The Court of Justice made the judgement in a case bought by the US software company SAS Institute against the UK company World Programming Ltd, which SAS said had mimicked the functionality of its business intelligence product, SAS System. World Programming’s rival product is so alike that customised applications written for SAS System will run on World Programming’s system.

But the Court said that while the EU Directive on the legal protection of computer programs provides copyright protection to the “expression” of an idea or principle, the idea or principle itself cannot be protected.

The term “expression” in this case refers to the source code or object code in which the idea or principle is embodied.

World Programming avoided infringing SAS’s rights because it did not use SAS’s source code. “It was only by means of observing, studying and testing the behaviour of SAS Institute’s program that World Programming reproduced the functionality of that program,” the Court said.Furthermore, the Court ruled that anyone buying software can study it to work out the ideas and principles which underlie it, saying, “any contractual provisions contrary to that right are null and void.”

The case was referred to the European Court of Justice by the UK for advice on the interpretation of the Directive (91/250/EEC) on the legal protection of computer programs, and will now be passed back to the High Court in London for final adjudication.
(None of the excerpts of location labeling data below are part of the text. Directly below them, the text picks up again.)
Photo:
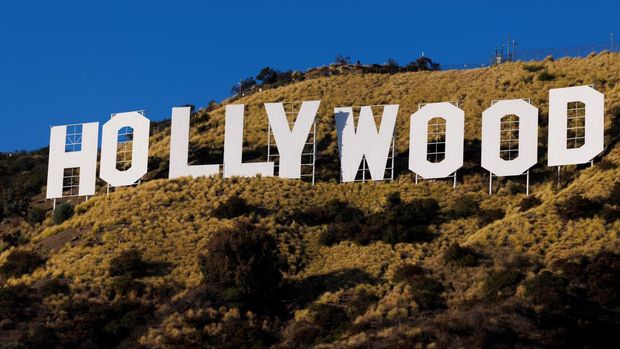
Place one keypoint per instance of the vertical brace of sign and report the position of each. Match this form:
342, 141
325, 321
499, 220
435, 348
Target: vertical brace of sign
110, 143
365, 146
179, 148
233, 147
293, 127
454, 141
436, 145
72, 158
593, 129
498, 155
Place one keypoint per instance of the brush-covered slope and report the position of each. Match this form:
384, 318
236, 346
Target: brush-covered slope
390, 264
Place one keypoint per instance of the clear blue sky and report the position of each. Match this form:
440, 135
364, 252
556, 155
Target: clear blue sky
77, 61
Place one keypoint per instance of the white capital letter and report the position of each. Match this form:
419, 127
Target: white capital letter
366, 141
527, 139
594, 102
179, 144
64, 154
233, 147
454, 140
139, 151
291, 143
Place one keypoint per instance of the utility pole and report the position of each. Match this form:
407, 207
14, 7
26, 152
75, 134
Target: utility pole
508, 48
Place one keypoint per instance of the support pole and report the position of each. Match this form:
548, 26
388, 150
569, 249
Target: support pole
364, 170
527, 183
313, 151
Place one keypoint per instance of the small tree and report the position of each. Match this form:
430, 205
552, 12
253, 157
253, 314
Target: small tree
21, 262
243, 86
242, 263
36, 215
268, 75
342, 60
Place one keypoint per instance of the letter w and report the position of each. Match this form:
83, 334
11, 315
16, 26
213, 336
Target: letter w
365, 142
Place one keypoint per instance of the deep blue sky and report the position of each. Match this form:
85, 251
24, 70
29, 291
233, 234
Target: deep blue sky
77, 61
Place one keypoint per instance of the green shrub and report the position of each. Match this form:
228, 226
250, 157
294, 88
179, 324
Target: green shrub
362, 299
533, 68
16, 302
490, 215
546, 289
461, 256
231, 208
529, 202
501, 283
62, 212
128, 263
426, 290
546, 76
578, 206
36, 215
242, 264
20, 262
398, 222
333, 212
464, 206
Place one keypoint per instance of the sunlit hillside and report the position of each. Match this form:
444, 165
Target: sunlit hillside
391, 264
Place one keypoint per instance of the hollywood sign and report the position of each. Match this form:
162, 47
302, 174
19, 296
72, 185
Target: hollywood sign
356, 143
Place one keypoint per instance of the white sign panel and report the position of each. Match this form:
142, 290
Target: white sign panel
291, 142
179, 144
491, 137
559, 154
76, 151
455, 128
61, 158
139, 151
365, 141
233, 148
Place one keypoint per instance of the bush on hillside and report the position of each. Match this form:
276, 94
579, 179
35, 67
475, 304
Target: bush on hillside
233, 207
578, 206
426, 290
462, 256
62, 212
529, 202
129, 263
465, 206
20, 262
501, 283
36, 215
242, 264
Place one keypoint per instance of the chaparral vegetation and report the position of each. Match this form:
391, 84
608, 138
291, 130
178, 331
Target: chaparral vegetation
266, 262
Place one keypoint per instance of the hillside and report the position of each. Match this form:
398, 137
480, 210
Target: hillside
389, 265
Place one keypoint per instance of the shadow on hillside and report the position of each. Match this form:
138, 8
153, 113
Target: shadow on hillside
308, 289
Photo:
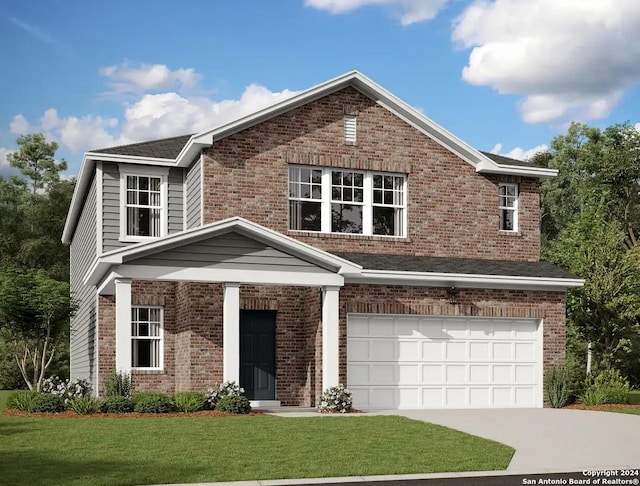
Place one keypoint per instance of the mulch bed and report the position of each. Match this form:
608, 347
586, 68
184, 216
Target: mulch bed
578, 406
72, 414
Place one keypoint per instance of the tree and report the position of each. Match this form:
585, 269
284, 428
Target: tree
34, 316
36, 160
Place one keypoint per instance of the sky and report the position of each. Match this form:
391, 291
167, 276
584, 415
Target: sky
505, 76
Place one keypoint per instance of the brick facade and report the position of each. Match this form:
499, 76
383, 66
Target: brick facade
193, 328
452, 210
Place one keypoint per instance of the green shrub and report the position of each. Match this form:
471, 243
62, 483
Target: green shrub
336, 399
118, 384
189, 401
609, 386
152, 402
84, 405
234, 404
116, 405
556, 385
22, 400
47, 403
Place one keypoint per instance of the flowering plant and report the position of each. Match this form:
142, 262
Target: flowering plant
66, 389
336, 399
228, 388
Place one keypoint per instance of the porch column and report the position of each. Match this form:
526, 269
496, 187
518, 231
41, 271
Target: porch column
330, 337
231, 333
123, 324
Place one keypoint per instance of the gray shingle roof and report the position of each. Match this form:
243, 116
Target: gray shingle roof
502, 160
468, 266
166, 148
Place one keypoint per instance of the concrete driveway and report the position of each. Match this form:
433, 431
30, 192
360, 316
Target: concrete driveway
548, 440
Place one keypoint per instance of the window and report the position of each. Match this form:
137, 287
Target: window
146, 337
347, 201
143, 212
508, 207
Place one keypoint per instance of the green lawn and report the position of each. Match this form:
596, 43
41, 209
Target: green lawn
186, 449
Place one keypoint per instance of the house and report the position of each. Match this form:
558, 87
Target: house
339, 236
Wilmot said the “much anticipated” decision means companies with established software products, “will be at much greater risk of upstart competitors copying functionality.”

It also widens the intellectual property gap between the US, where software can be protected by patents, and Europe where it is very difficult to get patent coverage for software products. “One risk of this decision is that in an increasingly international software and app market, established businesses will try and protect their software by obtaining US patents, which might restrict competition even in Europe - as most European developers will not be interested in developing software they can’t sell in the world’s biggest software market,” Wilmot said.

The industry body, the European Committee for Interoperable Systems, whose members include members include IBM, Corel, Kolab Systems, Opera, Oracle, RealNetworks, and Red Hat., says giving copyright protection to software functions would seriously undermine innovation in Europe. Full interoperability, “is an essential condition for open, dynamic competition,” it says.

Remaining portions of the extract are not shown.